E la scelta si è rivelata positiva: il coro, validamente preparato da Cinzia Scamuzzi, è sempre stato più che dignitoso, e nonostante alcuni inevitabili scompensi con l'orchestra, soprattutto ritmici, dal punto di vista musicale ha reso con i giusti colori i vari momenti in cui è stato protagonista.
Ottima la visione globale e drammatica del direttore, Roberto Tolomelli, anche lui un giovane, che si è dovuto misurare oltre che con un coro esordiente anche con un'orchestra come la Sinfonica di Savona, un complesso nato (come molte compagini di provincia) grazie alla volontà ed alla dedizione di privati, la cui attività è limitata a pochi mesi all'anno, cosa che influisce sulla qualità di alcune sezioni.
Tolomelli ha fatto un ottimo lavoro, permettendo al pubblico di sorvolare sulle carenze tecniche dell'orchestra grazie ad un fraseggio attento e ad un buon "respiro" interpretativo.
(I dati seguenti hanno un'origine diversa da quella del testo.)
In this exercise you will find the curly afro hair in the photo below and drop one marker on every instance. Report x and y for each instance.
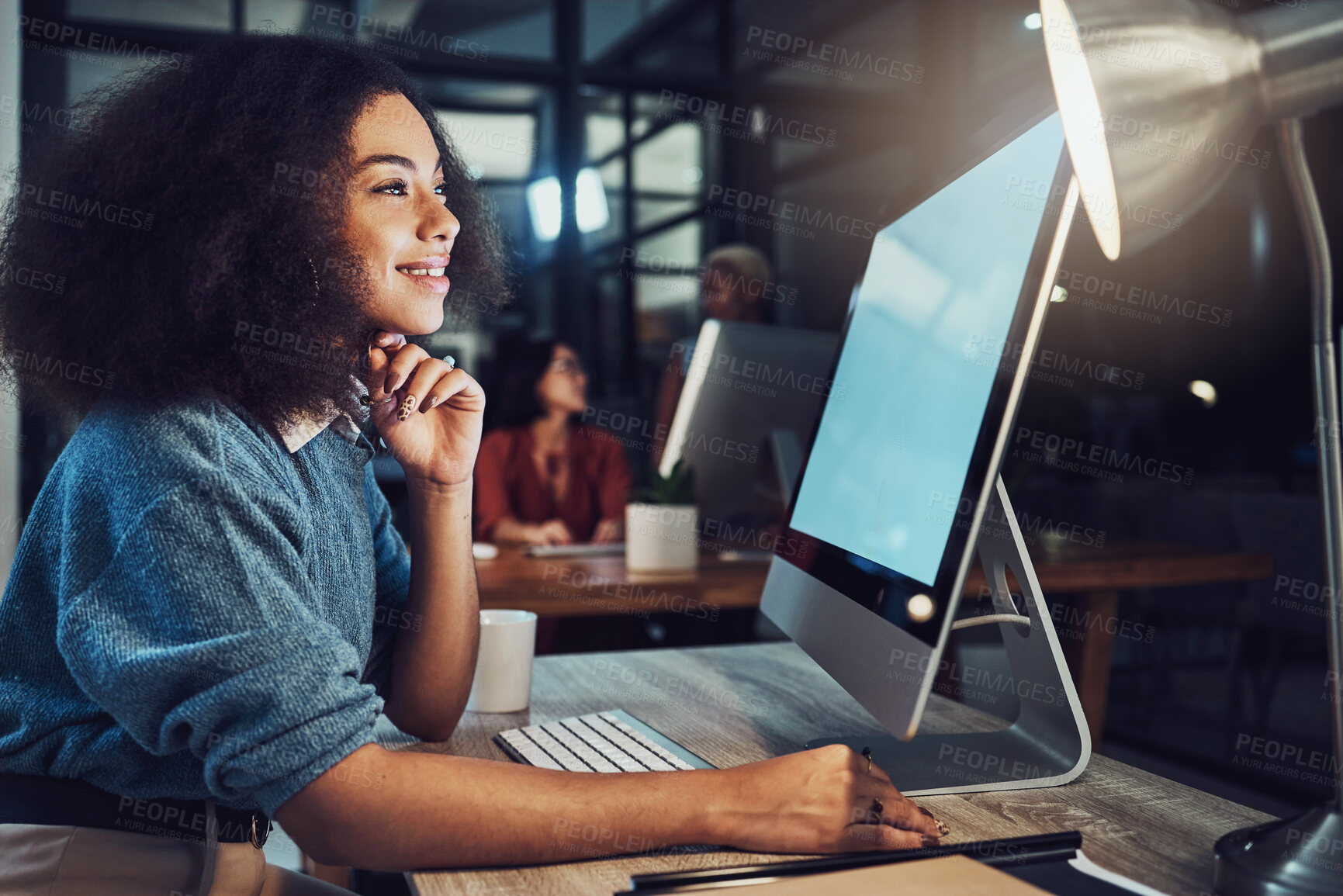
(189, 237)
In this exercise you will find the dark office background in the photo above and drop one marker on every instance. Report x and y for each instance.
(674, 102)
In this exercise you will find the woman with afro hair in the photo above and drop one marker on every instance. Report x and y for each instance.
(209, 607)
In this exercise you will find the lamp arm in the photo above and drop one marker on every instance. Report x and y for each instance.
(1324, 371)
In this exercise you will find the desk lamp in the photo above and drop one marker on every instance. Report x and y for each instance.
(1139, 84)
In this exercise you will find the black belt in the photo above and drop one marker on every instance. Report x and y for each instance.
(36, 800)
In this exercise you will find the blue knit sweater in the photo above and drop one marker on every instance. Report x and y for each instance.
(196, 613)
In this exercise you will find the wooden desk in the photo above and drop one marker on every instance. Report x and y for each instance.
(1095, 576)
(746, 703)
(602, 586)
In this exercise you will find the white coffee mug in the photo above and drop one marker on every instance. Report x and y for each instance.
(504, 666)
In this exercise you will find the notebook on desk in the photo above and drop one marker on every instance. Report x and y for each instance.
(946, 876)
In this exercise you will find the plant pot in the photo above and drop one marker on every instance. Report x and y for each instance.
(661, 536)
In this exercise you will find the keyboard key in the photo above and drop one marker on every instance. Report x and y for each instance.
(559, 751)
(628, 743)
(579, 747)
(602, 746)
(597, 742)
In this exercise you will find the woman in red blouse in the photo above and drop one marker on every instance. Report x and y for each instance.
(540, 477)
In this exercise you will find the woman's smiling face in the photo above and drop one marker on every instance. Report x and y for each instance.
(398, 216)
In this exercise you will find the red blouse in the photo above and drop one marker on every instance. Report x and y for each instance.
(508, 483)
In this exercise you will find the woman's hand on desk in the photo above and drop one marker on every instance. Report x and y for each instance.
(821, 801)
(433, 427)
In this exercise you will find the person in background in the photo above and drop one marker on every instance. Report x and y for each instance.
(540, 477)
(732, 288)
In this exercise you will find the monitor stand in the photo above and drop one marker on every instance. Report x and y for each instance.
(1049, 743)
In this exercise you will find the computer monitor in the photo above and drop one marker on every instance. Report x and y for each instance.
(749, 389)
(905, 455)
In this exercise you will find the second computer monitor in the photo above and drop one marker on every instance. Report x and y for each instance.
(749, 389)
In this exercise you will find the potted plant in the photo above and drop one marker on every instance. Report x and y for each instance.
(663, 521)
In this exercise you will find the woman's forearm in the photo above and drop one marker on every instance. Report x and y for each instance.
(435, 656)
(393, 811)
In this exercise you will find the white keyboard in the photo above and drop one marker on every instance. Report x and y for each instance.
(575, 550)
(599, 742)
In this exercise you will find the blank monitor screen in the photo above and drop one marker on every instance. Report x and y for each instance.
(942, 284)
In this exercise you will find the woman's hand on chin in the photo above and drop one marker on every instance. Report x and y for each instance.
(433, 427)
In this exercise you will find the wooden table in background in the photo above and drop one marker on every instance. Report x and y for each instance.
(580, 586)
(744, 703)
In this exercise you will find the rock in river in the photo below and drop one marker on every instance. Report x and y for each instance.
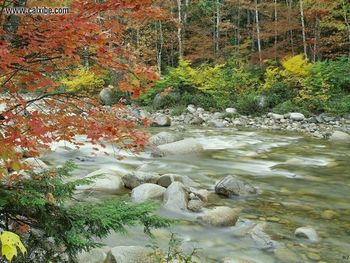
(161, 120)
(340, 136)
(134, 179)
(187, 146)
(220, 216)
(163, 138)
(106, 181)
(232, 185)
(146, 192)
(307, 232)
(130, 254)
(176, 197)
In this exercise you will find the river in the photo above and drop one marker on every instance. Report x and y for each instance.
(299, 178)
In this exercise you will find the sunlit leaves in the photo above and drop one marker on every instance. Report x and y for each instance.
(9, 244)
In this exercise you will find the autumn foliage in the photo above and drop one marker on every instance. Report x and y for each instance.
(36, 52)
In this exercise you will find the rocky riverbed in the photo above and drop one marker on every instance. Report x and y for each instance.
(320, 126)
(240, 195)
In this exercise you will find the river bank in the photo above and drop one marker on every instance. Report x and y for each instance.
(321, 126)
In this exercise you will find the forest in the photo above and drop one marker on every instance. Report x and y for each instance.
(174, 131)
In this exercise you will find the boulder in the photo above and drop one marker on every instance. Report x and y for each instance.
(106, 95)
(191, 109)
(130, 254)
(232, 185)
(186, 146)
(106, 181)
(195, 205)
(167, 179)
(161, 120)
(220, 216)
(146, 192)
(286, 255)
(176, 197)
(161, 101)
(163, 138)
(260, 238)
(307, 232)
(340, 136)
(231, 110)
(196, 120)
(134, 179)
(96, 255)
(275, 116)
(217, 124)
(37, 164)
(295, 116)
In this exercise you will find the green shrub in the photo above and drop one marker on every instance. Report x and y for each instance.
(249, 104)
(58, 226)
(290, 106)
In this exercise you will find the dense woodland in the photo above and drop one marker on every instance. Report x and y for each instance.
(254, 55)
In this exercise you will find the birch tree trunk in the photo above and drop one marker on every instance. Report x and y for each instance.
(179, 29)
(303, 27)
(276, 23)
(258, 30)
(290, 5)
(217, 28)
(346, 20)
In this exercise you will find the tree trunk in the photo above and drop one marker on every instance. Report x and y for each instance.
(258, 30)
(290, 6)
(347, 23)
(276, 21)
(179, 29)
(217, 28)
(303, 27)
(159, 47)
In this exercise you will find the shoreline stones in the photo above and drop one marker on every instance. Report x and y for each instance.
(106, 181)
(234, 186)
(307, 233)
(130, 254)
(146, 192)
(176, 197)
(186, 146)
(136, 178)
(221, 216)
(320, 126)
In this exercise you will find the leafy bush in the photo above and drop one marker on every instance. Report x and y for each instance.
(82, 79)
(42, 210)
(250, 104)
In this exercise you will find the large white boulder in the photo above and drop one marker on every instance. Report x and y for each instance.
(106, 181)
(146, 192)
(186, 146)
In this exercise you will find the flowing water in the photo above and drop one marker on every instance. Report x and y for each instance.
(298, 179)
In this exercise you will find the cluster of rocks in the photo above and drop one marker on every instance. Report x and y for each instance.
(321, 126)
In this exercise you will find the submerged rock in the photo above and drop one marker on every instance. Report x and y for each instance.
(96, 255)
(232, 185)
(340, 136)
(307, 232)
(260, 238)
(220, 216)
(134, 179)
(187, 146)
(176, 197)
(163, 138)
(146, 192)
(161, 120)
(167, 179)
(106, 181)
(130, 254)
(195, 205)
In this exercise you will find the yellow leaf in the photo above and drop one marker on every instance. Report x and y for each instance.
(9, 243)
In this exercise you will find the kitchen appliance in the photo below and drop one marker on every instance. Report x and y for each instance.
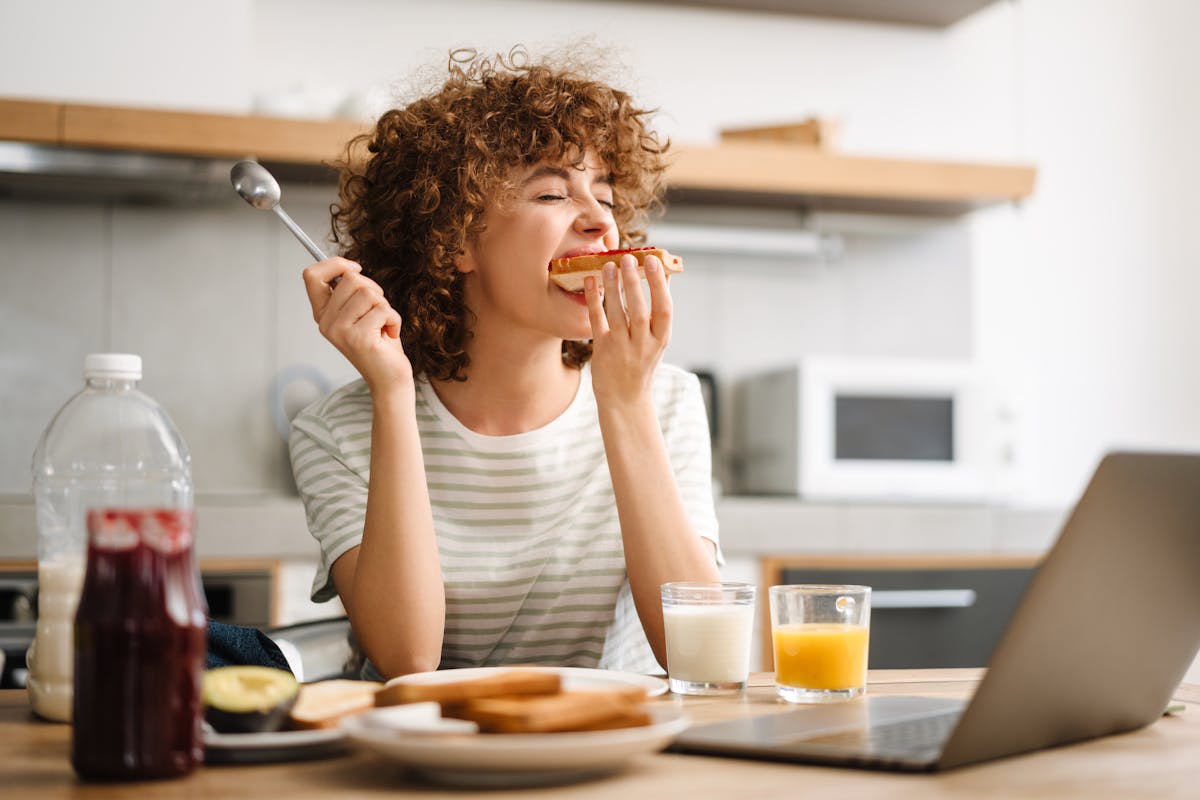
(873, 429)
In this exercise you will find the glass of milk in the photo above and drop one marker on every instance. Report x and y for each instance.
(708, 629)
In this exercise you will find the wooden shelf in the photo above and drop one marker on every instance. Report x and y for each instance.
(217, 136)
(744, 173)
(775, 173)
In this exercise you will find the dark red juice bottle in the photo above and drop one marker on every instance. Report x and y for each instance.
(139, 642)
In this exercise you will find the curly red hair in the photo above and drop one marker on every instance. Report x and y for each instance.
(431, 168)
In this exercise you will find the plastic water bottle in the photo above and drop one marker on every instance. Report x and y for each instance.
(111, 446)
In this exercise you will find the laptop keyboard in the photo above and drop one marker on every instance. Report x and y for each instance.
(921, 735)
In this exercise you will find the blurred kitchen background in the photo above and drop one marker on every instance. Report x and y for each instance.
(1078, 302)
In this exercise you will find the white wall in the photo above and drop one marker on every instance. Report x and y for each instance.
(1080, 299)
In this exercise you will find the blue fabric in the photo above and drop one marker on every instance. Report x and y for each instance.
(238, 645)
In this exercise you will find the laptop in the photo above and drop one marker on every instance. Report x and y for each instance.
(1101, 639)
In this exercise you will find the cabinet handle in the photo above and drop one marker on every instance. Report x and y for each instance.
(923, 599)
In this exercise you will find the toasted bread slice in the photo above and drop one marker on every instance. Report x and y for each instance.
(569, 272)
(322, 704)
(556, 713)
(513, 681)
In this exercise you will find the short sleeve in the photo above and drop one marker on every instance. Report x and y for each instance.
(689, 447)
(330, 463)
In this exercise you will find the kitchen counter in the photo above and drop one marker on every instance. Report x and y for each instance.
(274, 527)
(1158, 761)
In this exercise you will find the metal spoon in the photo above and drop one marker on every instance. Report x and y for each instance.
(258, 187)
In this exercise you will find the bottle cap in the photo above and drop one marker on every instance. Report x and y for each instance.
(121, 366)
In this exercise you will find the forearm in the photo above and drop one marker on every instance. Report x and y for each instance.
(397, 600)
(659, 540)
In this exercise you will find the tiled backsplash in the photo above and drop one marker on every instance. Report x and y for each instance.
(211, 298)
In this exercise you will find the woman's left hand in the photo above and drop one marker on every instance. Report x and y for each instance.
(628, 340)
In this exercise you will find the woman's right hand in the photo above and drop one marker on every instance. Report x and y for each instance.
(354, 316)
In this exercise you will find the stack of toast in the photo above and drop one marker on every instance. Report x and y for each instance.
(525, 701)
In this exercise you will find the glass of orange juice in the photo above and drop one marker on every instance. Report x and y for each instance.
(820, 635)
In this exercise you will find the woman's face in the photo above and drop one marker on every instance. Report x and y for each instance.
(557, 210)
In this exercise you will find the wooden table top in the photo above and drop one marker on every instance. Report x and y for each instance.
(1161, 761)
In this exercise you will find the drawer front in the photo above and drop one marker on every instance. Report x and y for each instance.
(931, 618)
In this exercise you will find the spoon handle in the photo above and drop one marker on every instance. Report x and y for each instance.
(309, 245)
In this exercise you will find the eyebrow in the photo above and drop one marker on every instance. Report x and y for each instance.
(559, 172)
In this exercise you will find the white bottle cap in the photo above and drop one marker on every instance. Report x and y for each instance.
(120, 366)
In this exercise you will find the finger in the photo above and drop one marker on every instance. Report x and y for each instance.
(595, 306)
(318, 278)
(636, 308)
(346, 310)
(349, 287)
(391, 324)
(660, 298)
(615, 308)
(375, 323)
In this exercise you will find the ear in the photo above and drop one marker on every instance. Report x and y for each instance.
(465, 259)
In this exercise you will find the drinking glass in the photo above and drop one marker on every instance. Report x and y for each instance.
(708, 627)
(821, 636)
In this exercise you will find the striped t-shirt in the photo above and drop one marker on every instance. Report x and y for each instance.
(526, 524)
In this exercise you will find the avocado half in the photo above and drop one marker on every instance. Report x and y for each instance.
(249, 699)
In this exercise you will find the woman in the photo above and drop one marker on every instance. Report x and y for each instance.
(497, 488)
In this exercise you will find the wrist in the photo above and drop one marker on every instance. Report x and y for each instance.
(394, 396)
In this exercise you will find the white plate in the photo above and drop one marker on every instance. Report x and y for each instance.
(516, 758)
(273, 746)
(574, 678)
(511, 759)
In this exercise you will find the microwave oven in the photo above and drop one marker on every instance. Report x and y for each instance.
(844, 428)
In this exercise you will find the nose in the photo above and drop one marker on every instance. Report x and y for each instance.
(593, 218)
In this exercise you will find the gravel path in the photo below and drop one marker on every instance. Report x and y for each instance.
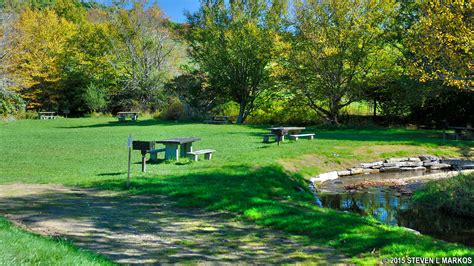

Una nota negativa va invece alla regia: una pavimentazione a blocchi nerastri stile "post-nucleare" avrebbe dovuto rappresentare la caduta di un mondo, e invece ha rischiato di far cadere rovinosamente protagonisti e masse corali. Per tutta l'opera un velo nero è rimasto teso tra palcoscenico e platea. La visione drammatica si è estesa retrospettivamente, tanto che coristi e comparse erano paludati in abiti totalmente neri, gli stessi dall'inizio alla fine dell'opera, e le loro mani erano rigidamente bloccate in posizione "protoromantica", con effetti sgraziati.
Per non parlare della verosimiglianza di un corteo di nozze interamente vestito a lutto: che la tragedia sia già presente dall'inizio può essere una interpretazione rispettabile, ma le interpretazioni dei registi non possono giungere all'assurdo rappresentativo, soprattutto in opere dell'ottocento.
Validi invece i movimenti quasi "meccanici" della protagonista nella scena della pazzia, che hanno dato maggiore intensità all'orrore della tragedia della mente.